Identification of orthologous proteins from Pichia stipitis and protein alignments
Total genomic DNA was extracted from D. hansenii sequenced strain CBS767 using the same procedure as for S. cerevisiae. Primer sequences are available upon request.
NUMT content in six hemiascomycetous yeast genomes
We identified all NUMTs present in six hemiascomycetous yeasts: S. cerevisiae, C. glabrata, K. lactis, K. thermotolerans, D. hansenii and Y. lipolytica (see Tables S1–S6), using a new algorithm that selects HSPs from a blastn search upon their score and the amount of high-complexity sequence they contain (see Materials and methods). We found 32 NUMTs in S. cerevisiae, in agreement with the publication of Ricchetti et al. (1999) (34 NUMTs), with six small (22–30 nt) low-complexity sequences that were not retained by our algorithm and four new NUMTs. Moreover, the size of seven NUMTs was significantly extended (by 6–36 nt). A striking variation in the NUMT number was observed across the species, with 145 NUMTs in D. hansenii, by far the largest number observed here, and only one low-score NUMT in K. thermotolerans (length 25 nt, score 21, e-value of 5.11 × 10−2). Candida glabrata, K. lactis and Y. lipolytica genomes contain, respectively, 14, 8 and 47 NUMTs. Altogether, the number of NUMTs varies by two orders of magnitude across the six species (Fig. 1a), without correlation with the size of the corresponding mitochondrial genomes (Table 2).

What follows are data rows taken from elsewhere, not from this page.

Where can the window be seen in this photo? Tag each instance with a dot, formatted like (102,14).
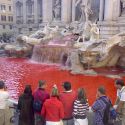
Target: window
(3,18)
(4,27)
(10,8)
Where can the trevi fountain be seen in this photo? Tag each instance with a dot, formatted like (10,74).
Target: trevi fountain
(84,44)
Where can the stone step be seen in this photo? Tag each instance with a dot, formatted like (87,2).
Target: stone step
(121,19)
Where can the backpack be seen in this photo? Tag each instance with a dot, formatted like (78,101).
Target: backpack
(109,114)
(37,105)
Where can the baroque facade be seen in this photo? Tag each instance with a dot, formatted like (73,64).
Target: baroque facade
(6,16)
(111,17)
(30,14)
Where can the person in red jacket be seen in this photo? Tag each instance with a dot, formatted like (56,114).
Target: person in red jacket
(67,98)
(40,94)
(52,109)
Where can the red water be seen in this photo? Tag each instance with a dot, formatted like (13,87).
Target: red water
(19,72)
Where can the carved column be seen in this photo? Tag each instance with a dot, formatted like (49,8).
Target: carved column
(66,11)
(116,9)
(35,11)
(24,11)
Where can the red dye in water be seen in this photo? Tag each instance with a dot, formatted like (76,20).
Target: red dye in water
(19,72)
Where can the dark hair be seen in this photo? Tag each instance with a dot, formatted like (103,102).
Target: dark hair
(28,89)
(67,86)
(119,82)
(102,90)
(82,95)
(41,83)
(55,92)
(2,85)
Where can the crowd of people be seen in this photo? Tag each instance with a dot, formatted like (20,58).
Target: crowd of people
(65,108)
(5,38)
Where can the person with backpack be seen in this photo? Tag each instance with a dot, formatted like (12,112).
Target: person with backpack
(40,95)
(53,110)
(25,107)
(4,97)
(80,109)
(101,107)
(67,97)
(120,101)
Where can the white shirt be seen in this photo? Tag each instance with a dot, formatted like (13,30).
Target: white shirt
(121,94)
(4,96)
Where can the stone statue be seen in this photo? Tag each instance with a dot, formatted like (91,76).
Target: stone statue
(94,32)
(86,10)
(78,11)
(57,10)
(86,31)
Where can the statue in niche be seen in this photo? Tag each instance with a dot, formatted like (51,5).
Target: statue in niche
(94,33)
(86,11)
(83,10)
(57,9)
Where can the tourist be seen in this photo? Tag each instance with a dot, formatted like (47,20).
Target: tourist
(40,94)
(80,109)
(120,101)
(68,97)
(99,106)
(53,109)
(25,106)
(4,96)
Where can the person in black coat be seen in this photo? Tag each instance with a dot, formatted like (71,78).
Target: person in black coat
(25,106)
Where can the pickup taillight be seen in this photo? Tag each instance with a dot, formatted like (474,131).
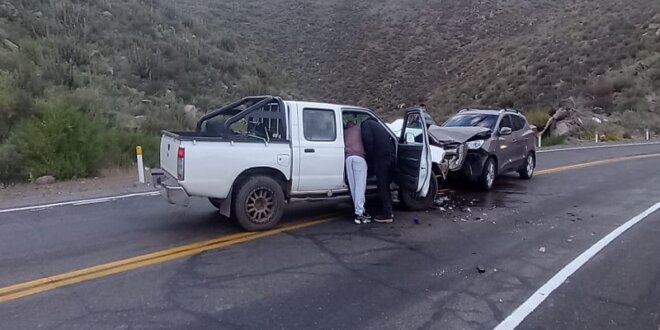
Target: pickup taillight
(180,163)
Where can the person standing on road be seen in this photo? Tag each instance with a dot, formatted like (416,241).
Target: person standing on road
(380,148)
(356,170)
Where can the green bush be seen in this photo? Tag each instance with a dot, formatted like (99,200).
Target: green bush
(62,142)
(10,165)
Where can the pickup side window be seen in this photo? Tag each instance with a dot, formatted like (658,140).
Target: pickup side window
(266,122)
(319,125)
(506,122)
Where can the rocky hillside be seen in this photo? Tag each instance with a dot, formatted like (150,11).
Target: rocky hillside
(529,54)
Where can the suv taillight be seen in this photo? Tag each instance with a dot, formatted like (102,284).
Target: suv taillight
(180,163)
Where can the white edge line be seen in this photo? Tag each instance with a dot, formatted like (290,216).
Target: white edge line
(79,202)
(542,293)
(599,147)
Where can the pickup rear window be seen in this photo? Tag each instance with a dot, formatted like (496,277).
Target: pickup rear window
(319,125)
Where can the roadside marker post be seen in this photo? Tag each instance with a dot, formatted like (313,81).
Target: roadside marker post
(138,151)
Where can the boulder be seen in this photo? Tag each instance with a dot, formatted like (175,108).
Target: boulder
(7,9)
(45,180)
(10,45)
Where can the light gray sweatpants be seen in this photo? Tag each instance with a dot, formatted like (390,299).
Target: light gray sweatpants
(356,171)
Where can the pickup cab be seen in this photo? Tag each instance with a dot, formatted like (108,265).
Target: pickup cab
(252,157)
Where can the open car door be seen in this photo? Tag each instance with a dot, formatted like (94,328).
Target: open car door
(414,162)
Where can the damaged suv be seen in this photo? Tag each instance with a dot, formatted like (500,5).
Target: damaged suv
(497,141)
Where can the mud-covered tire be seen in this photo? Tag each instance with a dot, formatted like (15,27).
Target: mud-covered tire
(259,203)
(216,202)
(528,171)
(487,178)
(413,202)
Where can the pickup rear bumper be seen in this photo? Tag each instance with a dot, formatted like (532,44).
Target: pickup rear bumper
(169,188)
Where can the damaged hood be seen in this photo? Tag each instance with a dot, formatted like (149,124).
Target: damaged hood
(458,134)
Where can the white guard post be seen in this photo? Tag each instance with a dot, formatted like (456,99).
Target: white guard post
(138,151)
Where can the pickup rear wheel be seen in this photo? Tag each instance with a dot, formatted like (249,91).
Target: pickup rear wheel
(259,203)
(216,202)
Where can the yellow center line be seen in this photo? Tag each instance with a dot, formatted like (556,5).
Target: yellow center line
(85,274)
(594,163)
(51,282)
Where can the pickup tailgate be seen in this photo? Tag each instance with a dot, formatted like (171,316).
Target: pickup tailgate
(169,146)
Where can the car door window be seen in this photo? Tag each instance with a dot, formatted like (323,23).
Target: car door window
(319,125)
(518,123)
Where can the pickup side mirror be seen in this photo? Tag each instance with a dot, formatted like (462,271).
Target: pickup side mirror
(505,131)
(410,138)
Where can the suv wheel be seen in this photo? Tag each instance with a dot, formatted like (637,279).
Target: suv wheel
(259,204)
(487,178)
(528,171)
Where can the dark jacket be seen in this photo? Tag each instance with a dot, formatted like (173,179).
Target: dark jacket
(378,142)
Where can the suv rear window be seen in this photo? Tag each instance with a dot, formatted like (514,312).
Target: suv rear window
(472,120)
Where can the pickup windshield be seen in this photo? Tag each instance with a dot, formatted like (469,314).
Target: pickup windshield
(472,120)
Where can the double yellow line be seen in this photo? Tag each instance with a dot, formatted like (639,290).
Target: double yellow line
(48,283)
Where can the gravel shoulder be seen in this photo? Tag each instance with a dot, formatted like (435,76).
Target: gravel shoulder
(108,183)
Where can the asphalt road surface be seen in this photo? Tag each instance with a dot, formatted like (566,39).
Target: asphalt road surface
(142,264)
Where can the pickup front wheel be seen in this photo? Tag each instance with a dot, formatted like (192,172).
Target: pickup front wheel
(259,203)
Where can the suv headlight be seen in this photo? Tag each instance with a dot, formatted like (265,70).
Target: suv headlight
(474,145)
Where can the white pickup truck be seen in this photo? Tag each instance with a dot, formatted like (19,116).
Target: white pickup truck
(252,157)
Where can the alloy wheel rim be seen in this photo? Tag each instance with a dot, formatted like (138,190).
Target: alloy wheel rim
(260,205)
(530,165)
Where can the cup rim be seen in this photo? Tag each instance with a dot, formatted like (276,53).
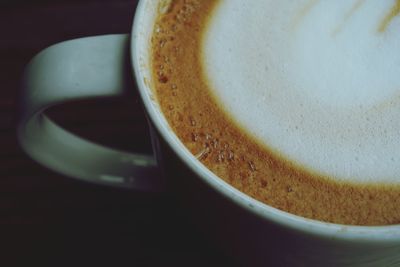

Table 2. NUMT occurrence in six hemiascomycetous yeast species
The NUMT content of the genome of Saccharomyces cerevisiae, previously published by Ricchetti et al. (1999), has been updated using our method of detection.
Nuclear genome size (Mb)
Mitochondrial genome size (kb)
Total transferred mitochondrial DNA (bp)
Transferred mitochondrial DNA (%)
The percentage of sequence identity between the NUMTs and their mitochondrial counterpart varies from 82 % to 100% under our conditions of detection. Two species lack NUMTs with 100% sequence identity: K. thermotolerans (one 96% identity NUMT) and K. lactis (87–97% identity NUMTs) (Fig. 1b).
All NUMTs are in the same size range, with the largest NUMT being found in the C. glabrata genome (388 nt). The average (and median) lengths of NUMTs are 71 (60), 102 (80.5), 50 (47.5), 65 (54) and 43 (38) nt, respectively, in S. cerevisiae, C. glabrata, K. lactis, D. hansenii and Y. lipolytica genomes. We verified that the NUMTs do not result from sequence assembly errors by PCR analysis on the nuclear DNA of D. hansenii and confirmed the presence of 28 NUMTs in this species. Figure 2 shows the amplification of 10 chromosomal loci.
No orthologous NUMTs were detected between the species analyzed here, suggesting that each NUMT arose from a novel insertion that occurred in each species lineage. This result is consistent with the broad evolutionary range covered by these yeasts (see Materials and methods) and with the fact that probably NUMTs disappear by mutational decay at a higher rate than the one that would leave recognizable traces at such distances.
In most cases, a given mitochondrial segment was present only once in the genome. However, we detected one duplication of NUMTs in D. hansenii, one NUMT was present in six identical copies in Y. lipolytica, and we confirmed the four duplicated NUMTs described previously in S. cerevisiae (Ricchetti et al., 1999). In all cases, the flanking sequences of the NUMTs are identical or highly similar, suggesting that the duplication of the NUMTs results from the duplication of a larger chromosomal region after insertion of the mtDNA segment. The D. hansenii paralogous NUMTs (31 nt long, 100% sequence identity with mtDNA) were found within an 8.9 kilobase (kb) segmental duplication of subtelomeres of chromosomes D and F. The six paralogous NUMTs of Y. lipolytica were all in subtelomeric regions. The sequence identity between the subtelomeric regions containing the NUMT is much higher (96–100%) than the sequence identity found between the NUMTs and their relative mitochondrial segment (89–91%), indicating that mtDNA inserted first into one chromosome and spread later by subtelomere shuffling. Louis & Haber (1991) had already suggested that NUMTs could propagate by subtelomeric shuffling in S. cerevisiae.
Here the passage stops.